The Magical History Tour: Port-au-Prince, Part 1
We spent most of Tuesday and Wednesday, our first two days, reuniting with friends and family who had either never left Haiti, or who had chosen to return out of love, for work, or both.
Among the former group, were my aunt, and three of my mother’s cousins, the aforementioned pressers of uniform pleats, who had been teenagers when I saw them last, and who are now in their sixties. Talking with them made me realize just how easily a conversation in Haiti weaves the mundane with the magical. One moment they’d be sharing tricks on how to cook the distinctly Haitian black djon-djon mushroom, and how long one should ferment pineapple rinds in clairin (basically moonshine liquor) for optimal flavor and potency, then they’d bring up the wells on our family property, then the water in the wells, then the turtle who reportedly took up residence in one, and ultimately make their way to the spirits who were known, in the collective Haitian consciousness, to inhabit all wells and bodies of water.

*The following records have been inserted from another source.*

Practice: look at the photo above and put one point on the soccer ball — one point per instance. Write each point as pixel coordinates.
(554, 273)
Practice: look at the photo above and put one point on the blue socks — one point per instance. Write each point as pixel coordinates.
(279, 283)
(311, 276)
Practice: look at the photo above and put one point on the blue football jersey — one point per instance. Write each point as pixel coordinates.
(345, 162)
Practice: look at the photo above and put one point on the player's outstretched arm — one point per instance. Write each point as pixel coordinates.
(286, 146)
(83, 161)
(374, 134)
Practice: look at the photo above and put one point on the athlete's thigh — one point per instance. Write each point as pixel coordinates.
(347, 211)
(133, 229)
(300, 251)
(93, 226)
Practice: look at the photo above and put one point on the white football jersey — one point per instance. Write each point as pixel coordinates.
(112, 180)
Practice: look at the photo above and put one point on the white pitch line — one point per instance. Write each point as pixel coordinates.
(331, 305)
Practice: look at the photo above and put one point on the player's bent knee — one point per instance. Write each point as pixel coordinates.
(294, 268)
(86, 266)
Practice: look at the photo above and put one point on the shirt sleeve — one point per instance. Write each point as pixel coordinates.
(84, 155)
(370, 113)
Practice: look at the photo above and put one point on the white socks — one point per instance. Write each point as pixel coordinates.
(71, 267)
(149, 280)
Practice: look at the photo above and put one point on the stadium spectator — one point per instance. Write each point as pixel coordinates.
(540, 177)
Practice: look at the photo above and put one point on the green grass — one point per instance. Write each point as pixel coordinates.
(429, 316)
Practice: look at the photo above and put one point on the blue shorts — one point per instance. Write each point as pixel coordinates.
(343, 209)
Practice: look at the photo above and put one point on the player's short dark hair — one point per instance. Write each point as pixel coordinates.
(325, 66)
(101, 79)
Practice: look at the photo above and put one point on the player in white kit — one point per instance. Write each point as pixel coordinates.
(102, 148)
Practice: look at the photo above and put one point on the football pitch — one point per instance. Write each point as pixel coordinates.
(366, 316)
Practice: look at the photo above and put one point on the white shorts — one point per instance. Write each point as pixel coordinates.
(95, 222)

This brings us to the magic of Thursday morning, when we started the guided portion of our trip. There is relatively little tourism infrastructure in Haiti, and there was no way we were going to wing it with my parents and small children in tow, so I contracted with a local tour operator, Tour Haiti, to both get us and show us around. I’m hanging out in the lobby of the Karibe Hotel waiting for our guide, when in walks Romel Jean-Pierre, a young artist and filmmaker I met last year when he’d visited my school, and had popped in to astound my Literature of the African Diaspora students and me with his talent, eloquence, and self possession. I approached Romel, just wanting to say hi before it dawned on me that he was going to be our PauP guide! The coincidence was both remarkable and fortuitous, as he managed to endear himself to my entire family by the time we made it to the day’s first stop, The Musée du Panthéon National Haïtien, or MUPANAH.
The MUPANAH has a small, but impressive collection of Haitian historical artifacts, from the anchor of Christopher Columbus’s Santa Maria, to the silver gun Roi Christophe, King of the North and builder of the Citadelle, used to commit suicide and evade capture by rebel forces. Then there’s the spectacular gold, jewel-encrusted crown of Emperor Faustin I (1849-1859), and not to be outdone, the unequivocally Haitian juxtaposition of “Papa Doc” Francois Duvalier’s stethoscope with his personal machine gun, its body and barrel beautifully encased in a shell of polished wood.
Our next stop was a mercifully short visit to the Marche en Fer, or Iron Market, with its endless rows of paintings, vaudou paraphernalia, wood carvings, and other souvenirs for sale. The chaos both in and around the Iron Market is almost surreal. In fact, our tour van got into a fender-bender with a tap-tap, who was determined to pass us on the right, all in full sight of a traffic cop, who pretty much encouraged both parties to keep it moving. Needless to say, our friend the tap-tap driver, in true abracadabra fashion, careened off, never to be seen again.
Then we visited Atis Resistans, Romel’s creative home-base, and a vital testament to the power of found objects, reimagined and repurposed.
We then stopped for lunch at The Hotel Oloffson, one of Haiti’s most distinctive architectural gems, and as the backdrop of Graham Greene’s The Comedians , a must-see for literary geeks like me. Honestly, the food wasn’t the best, but the atmosphere was second-to-none. The Oloffson is feast enough for the other four senses, and perhaps the sixth as well. Driving up to this particular hotel, and being greeted by the sounds of drumming, which continued sporadically throughout our meal thanks to dance lessons in the courtyard, seemed entirely a propos.
From there, it was off to a scenic mountain top overlook at Boutilliers, and then home to rest.